With the current debate on the suggestion renaming Wellington Street in front of Parliament Hill after Sir John A. Macdonald, lots of people are wondering why we've got two Wellington Streets.
We actually had three of them: the third was that stretch that connects Scott Street to Albert/Slater, a section that is now called Albert Street. As seen in the map below, this stretch in 1894 was called Richmond Road (because the road went to Richmond, Ontario), so that stretch has had at least four different names to it! (I'll talk more about this map further down)
At one point they were connected, technically just one Wellington Street--not two or three. The roadway connecting Albert Street in Lebreton Flats to Wellington Street in front of Parliament Hill is still there, off Commissioner Street, but little used. It has a sign advertising the sidewalk as a shared sidewalk for cyclists, presumably dating from when there was regular motor traffic along there.
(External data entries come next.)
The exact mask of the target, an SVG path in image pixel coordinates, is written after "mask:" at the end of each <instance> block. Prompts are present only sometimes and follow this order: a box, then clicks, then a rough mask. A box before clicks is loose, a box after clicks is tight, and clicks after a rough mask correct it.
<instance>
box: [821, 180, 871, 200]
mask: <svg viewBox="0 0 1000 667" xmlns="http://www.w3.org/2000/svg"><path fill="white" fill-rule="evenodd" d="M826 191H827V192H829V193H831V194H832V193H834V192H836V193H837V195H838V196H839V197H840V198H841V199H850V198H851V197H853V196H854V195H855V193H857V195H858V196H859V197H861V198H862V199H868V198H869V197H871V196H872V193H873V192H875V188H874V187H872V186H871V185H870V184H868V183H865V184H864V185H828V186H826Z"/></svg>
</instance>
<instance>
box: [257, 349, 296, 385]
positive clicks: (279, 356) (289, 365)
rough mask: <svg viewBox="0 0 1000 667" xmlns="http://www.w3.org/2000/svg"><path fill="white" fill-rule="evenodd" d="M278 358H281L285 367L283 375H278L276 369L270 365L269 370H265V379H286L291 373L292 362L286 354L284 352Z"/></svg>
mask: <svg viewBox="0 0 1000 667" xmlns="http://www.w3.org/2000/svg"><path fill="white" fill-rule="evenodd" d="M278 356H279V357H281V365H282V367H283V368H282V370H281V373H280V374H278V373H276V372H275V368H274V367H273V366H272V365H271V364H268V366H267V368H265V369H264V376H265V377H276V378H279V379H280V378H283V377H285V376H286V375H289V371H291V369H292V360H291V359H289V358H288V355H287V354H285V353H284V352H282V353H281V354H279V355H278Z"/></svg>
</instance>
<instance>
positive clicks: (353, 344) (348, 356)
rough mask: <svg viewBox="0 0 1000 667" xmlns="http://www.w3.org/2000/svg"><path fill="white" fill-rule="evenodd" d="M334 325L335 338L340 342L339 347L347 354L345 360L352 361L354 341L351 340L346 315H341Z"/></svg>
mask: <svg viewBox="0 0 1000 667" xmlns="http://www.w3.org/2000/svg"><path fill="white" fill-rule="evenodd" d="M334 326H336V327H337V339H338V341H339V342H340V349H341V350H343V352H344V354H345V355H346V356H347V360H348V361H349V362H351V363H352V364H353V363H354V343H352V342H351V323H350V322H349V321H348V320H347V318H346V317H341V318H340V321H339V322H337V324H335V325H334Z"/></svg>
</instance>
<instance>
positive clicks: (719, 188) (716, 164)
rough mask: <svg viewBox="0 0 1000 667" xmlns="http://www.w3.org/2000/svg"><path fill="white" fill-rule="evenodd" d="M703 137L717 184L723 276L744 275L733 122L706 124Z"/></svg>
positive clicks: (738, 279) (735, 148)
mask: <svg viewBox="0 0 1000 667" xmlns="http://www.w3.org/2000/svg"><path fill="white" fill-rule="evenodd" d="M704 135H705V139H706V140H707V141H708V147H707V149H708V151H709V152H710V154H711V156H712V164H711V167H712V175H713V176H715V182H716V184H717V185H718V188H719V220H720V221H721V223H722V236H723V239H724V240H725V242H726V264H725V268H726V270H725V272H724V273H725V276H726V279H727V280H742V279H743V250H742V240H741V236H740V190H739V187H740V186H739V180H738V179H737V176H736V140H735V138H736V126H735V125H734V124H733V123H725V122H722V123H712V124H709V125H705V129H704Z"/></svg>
At the end of it is Wellington Street coming off the Portage bridge, with the Library and Archives Canada square in front of us:
Before Lebreton Flats was razed, there was a bridge over the O-Train tracks connecting the 'middle' Wellington Street to what is now known as Wellington Street West. Here's a photo of that bridge from the Gréber report, with the bridge crossing the image. Behind it, you can also see the Prince of Wales railway bridge over Lemieux Island to Gatineau.
A similar view today, taken from the Somerset Street bridge looking North (bonus glamour shot of the O-Train). Where the track turns right is where the track turns right in the above photo. All the other tracks and buildings have been removed:
The right-of-way for this bridge is still there, going along the North edge of the City Centre building. In the photo below, looking West-ish, the City Centre building is at the left. The O-Train tracks are ahead (not visible), and we can see straight down Wellington West in Hintonburg. After a few blocks, it connects with Somerset Street West.
This isn't very intuitive, because Scott Street connects pretty much in line with Wellington/Albert, doesn't it? Well, Ottawa--even downtown Ottawa--is an agglomeration of a bunch of small villages and neighbourhoods that sprouted up pretty independently. The 1894 street map above (taken from this post on URBSite) shows duplicate street names (like two perpendicular "Arthur"s just blocks apart), often named in different neighbourhoods for the same royalty. Even by this time, the disparate road networks were connected, but it has led to some pretty strange intersections (e.g. pretty much any street crossing Bronson).
How does this look big-picture? Well that bridge is on the right in this aerial photo from May 1960. At the left is Nepean Bay, which is much smaller today than it was at the time. If you were to superimpose the Transitway, Ottawa River Parkway and pathways onto this photo, they would go right through the water. This is because it was filled in in the 60's or 70's for various city-building projects. The fill used was landfill (i.e. garbage), which is one of the main reasons it's so hard to get anything built there.
Also visible in the photo is the old Canadian Pacific Roundhouse, Lebreton Flats pre-demolition, the temporary buildings on the site now occupied by the Library and Archives Canada, the Alexandra (interprovincial) bridge in the background and buildings pre-dating the Canadian Museum of Civilization, and various former and existing landmarks.
And all this to explain why we've got two Wellington Streets.
PS: Those who want to rename Wellington after Macdonald and/or Cartier should know that we've already got a street named after Macdonald, running parallel to Cartier in the Golden Triangle, between Somerset and Frank: [Edit: It is observed by a commenter that the capitalization of that street is incorrect.]